The north of Vietnam is stunning, with high mountains, emerald green forests, plunging valleys and the elegant capital city, Hanoi. A blend of French architecture, royal legacies and artisan influences, it’s beautiful to wander around – and a mecca for shopping. To the east lies Ha Long Bay – a UNESCO listed seascape of limestone outcrops that rise majestically from the sea. To the north are the picturesque regions of Sapa, Son La and Bac Ha, which are filled with minority villages and wonderfully lush scenery.
Hanoi is famous for its steaming pho soup, served in street stalls across the city. It’s a fantastically healthy, clear beef stock garnished with rice noodles, herbs or green onions, which you can pep up with lime juice, hot chillies or fried dough sticks. Take the plunge and squeeze onto a bench in whichever stall is busiest with locals. If you’re in the southeast of the centre, make a bee-line for Pho Tin (pictured) at 13 Lo Duc, where the addition of stir-fried garlic gives a smokiness which we loved.
If you’re visiting Hanoi in low season, add an extra day to visit Perfume Pagoda, hidden in a vast cave amid forested mountains. After a rather tedious 2-hour drive, you jump into a waiting punt and are rowed downstream to the lower pagoda complex, brimming with Buddhist pilgrims. From here you hike a 1-hour stepped trail, or take a spectacular cable-car overlooking the jagged limestone peaks, up to the sacred site. After the heat and souvenir stalls, the cave feels magically cool and spiritual. Note, it get insanely busy in high season; also avoid the months around Tet (Lunar New Year).

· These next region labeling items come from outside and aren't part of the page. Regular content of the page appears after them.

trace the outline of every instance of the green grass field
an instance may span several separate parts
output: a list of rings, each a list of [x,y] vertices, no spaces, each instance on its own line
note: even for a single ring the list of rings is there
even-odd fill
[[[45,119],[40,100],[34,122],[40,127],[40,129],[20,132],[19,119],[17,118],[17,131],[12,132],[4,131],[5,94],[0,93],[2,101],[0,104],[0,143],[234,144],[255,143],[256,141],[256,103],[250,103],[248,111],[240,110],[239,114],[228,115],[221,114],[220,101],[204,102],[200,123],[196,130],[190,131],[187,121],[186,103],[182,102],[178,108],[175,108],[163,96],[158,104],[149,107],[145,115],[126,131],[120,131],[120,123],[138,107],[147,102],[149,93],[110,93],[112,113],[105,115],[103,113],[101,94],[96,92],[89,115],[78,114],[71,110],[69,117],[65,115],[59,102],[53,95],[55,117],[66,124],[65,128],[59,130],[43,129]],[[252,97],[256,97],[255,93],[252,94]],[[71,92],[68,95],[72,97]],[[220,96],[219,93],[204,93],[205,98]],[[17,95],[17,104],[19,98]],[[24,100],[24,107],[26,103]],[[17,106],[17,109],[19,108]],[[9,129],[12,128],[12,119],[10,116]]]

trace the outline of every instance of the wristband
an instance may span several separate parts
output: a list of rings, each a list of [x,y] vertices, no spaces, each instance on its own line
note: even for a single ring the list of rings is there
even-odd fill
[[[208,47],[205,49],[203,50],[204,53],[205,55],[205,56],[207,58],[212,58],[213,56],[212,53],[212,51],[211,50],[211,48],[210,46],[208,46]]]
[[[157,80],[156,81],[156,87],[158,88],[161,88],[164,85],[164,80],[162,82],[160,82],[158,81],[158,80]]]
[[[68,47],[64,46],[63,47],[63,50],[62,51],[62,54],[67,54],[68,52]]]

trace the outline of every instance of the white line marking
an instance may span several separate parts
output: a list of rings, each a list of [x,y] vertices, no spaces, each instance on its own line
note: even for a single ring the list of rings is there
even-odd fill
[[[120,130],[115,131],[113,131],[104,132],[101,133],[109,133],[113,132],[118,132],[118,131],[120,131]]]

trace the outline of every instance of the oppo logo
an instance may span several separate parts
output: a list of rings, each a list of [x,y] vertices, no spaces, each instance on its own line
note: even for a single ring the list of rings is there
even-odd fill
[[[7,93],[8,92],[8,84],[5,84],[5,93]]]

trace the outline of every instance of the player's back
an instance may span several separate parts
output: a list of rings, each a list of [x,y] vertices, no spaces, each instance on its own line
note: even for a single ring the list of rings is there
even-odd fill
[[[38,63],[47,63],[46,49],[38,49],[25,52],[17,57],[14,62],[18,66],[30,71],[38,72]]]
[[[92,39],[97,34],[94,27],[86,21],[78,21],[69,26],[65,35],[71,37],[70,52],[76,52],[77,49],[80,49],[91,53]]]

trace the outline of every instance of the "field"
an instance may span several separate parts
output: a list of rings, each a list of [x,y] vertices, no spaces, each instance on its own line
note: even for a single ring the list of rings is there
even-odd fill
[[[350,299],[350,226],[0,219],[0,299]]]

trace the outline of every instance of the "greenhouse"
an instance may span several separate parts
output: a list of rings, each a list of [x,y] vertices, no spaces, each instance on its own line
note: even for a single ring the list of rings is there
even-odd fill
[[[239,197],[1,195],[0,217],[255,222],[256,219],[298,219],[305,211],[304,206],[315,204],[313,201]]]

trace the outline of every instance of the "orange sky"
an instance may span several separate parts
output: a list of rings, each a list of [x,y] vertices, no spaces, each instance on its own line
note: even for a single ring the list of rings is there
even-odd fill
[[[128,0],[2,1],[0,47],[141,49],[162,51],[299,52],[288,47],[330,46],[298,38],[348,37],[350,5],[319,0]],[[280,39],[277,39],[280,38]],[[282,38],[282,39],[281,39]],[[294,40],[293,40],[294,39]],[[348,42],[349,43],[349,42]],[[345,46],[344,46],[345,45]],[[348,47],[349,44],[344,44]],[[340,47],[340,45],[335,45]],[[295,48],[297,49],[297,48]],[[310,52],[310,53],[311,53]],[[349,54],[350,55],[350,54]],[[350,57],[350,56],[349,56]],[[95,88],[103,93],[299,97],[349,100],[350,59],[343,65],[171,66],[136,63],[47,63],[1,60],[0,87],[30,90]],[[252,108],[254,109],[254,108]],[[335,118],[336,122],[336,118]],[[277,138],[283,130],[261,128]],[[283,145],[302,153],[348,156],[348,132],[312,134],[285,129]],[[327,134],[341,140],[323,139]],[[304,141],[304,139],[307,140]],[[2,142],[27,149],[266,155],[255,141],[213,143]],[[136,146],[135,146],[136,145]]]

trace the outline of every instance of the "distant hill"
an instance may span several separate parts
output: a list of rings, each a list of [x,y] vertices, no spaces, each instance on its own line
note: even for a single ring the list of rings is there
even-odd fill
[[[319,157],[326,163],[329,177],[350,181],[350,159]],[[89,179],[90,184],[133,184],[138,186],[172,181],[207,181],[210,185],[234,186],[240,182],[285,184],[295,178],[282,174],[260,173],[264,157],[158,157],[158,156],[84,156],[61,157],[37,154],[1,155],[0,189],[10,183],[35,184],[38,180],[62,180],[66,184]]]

If you want a far-less touristy version of Halong Bay, book a cruise to nearby Bai Tu Long Bay instead. It looks very similar, with majestic limestone outcrops soaring from of the sea, and you'll still be able to stay on a traditional junk, visit vast caves, and kayak in emerald waters. The difference will be you may be the only group on a beach or in a cave, and your experience will be way more peaceful.
For something totally different, head inland and up, towards the Hoang Lien mountains. Gloriously lush, this region teems with staggered rice terraces and ethnic hill people. The Hmong tribes are the most well-known, and their small communities are dotted throughout the valleys. Spend a couple of days trekking through the region then visit the vibrant Bac Ha market on a Sunday, where you can barter for water buffalo, local firewater or (more practically) lovely handicrafts.
In this province, people live in stilt houses, graze water buffaloes in rice fields, and weave beautiful fabrics on simple looms. Some of the country's earliest inhabitants, they still dress traditionally and perform dance displays for tourists (of which there are few). It's a fascinating area; take tours of the remote hilltribes, visit local markets, and hike through the lush, hilly landscape. Stay at Mai Chau Lodge, a community-led organisation. All staff are local, and profits go towards promoting village literacy.